À cause des blessés, bien plus nombreux et qui restaient parfois handicapés à vie dans la marge de ces fichues statistiques ?
Ça avait fait rire tout le monde.
« T’en fais pas ma belle, ça va passer, rigolait un vieux de vingt-six ans qui répondait au nom de Johnny. »
Pour qui se prenait-il celui-là, à faire son malin ? Thomas l’avait repéré tout de suite parce qu’il était du genre qu’il n’aimait pas. Du genre Bill. Les seules choses qui l’intéressaient c’était de prendre des cuites et de draguer tout ce qui traversait son paysage et ressemblait vaguement à une fille. Si ça se trouvait, ce n’était rien que de l’esbroufe et il allait se dégonfler au premier feu.
De toute façon, il valait mieux ne pas répondre.

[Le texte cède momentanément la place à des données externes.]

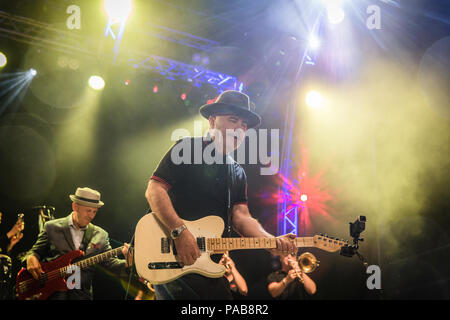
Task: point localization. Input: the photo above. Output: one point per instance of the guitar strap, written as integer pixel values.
(231, 179)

Thomas n’avait pas eu le temps d’ailleurs, parce que c’était la première fois aussi qu’il prenait l’avion et il avait une si féroce envie de vomir qu’il préférait garder la bouche fermée. Jamais il n’aurait pu imaginer que sa carrière de G.I. commencerait aussi piteusement. 

Extrait 2


« Nous, le pétrole, on s'en fout, parce qu'on a huit mille ans d'histoire, figure-toi ! Les Américains, tout ce qu’ils savent faire, c’est occuper la terre des autres. Ils ont commencé avec les Indiens il y a trois cents ans. Trois cents ans, et c’est ça qui vous tient lieu de passé. C’est pitoyable, non ? » 
Thomas n’avait rien répondu. Il s’était contenté d’écarquiller les yeux sur les huit mille ans qu’il venait de prendre comme une gifle et dont il avait honte d’ignorer l’existence. Il chercha fiévreusement sans le trouver, un argument à la douloureuse accusation formulée par le jeune Irakien. Mais les Américains, fort de leur droit, n’avaient pas même pris la peine de renommer les lieux qui portaient depuis longtemps des noms indiens. L’Oklahoma était le peuple rouge, l’Utah était le territoire de la tribu indienne des Utes, le Texas, celui de la tribu des Amis, l’Ohio la belle rivière, le Mississippi le grand fleuve boueux, le Massachusetts était le lieu des grandes collines, le Nebraska, celui de la rivière peu profonde, et le Wyoming, le Wisconsin, le Tennessee, l’Oregon, le Minnesota, l’Arizona, le Connecticut, le Dakota, l’Idaho, l’Iowa, le Kansas, le Kentucky étaient tous des noms indiens. Nombre de jeunes Américains auraient été étonnés de l’apprendre. Lui le savait grâce à son grand-père.
« Mon grand-père a du sang indien dans les veines. Mon arrière grand-mère était indienne, se défendit-il tristement.
— Ah ? répondit Selim un peu ébranlé. »
Mais il n’avait pas l’intention de se laisser apitoyer.
« Tu as entendu parler de la Mésopotamie avant de venir ? enchaîna-t-il. Non ? Je parie que tu ne savais pas que l’histoire du déluge qu’on raconte dans la Bible a été tirée presque mot pour mot d’une épopée mésopotamienne qui lui est antérieure d’au moins deux mille ans ? »
Thomas secoua la tête en avalant sa salive comme un écolier pris en flagrant délit d’ignorance. 
« Et Le livre de la jungle ? Tu savais que Kipling l’avait piqué à Ibn Tufayl dans son roman intitulé Le fils de la gazelle ou Le philosophe sans maître ?
— Non, je savais pas. »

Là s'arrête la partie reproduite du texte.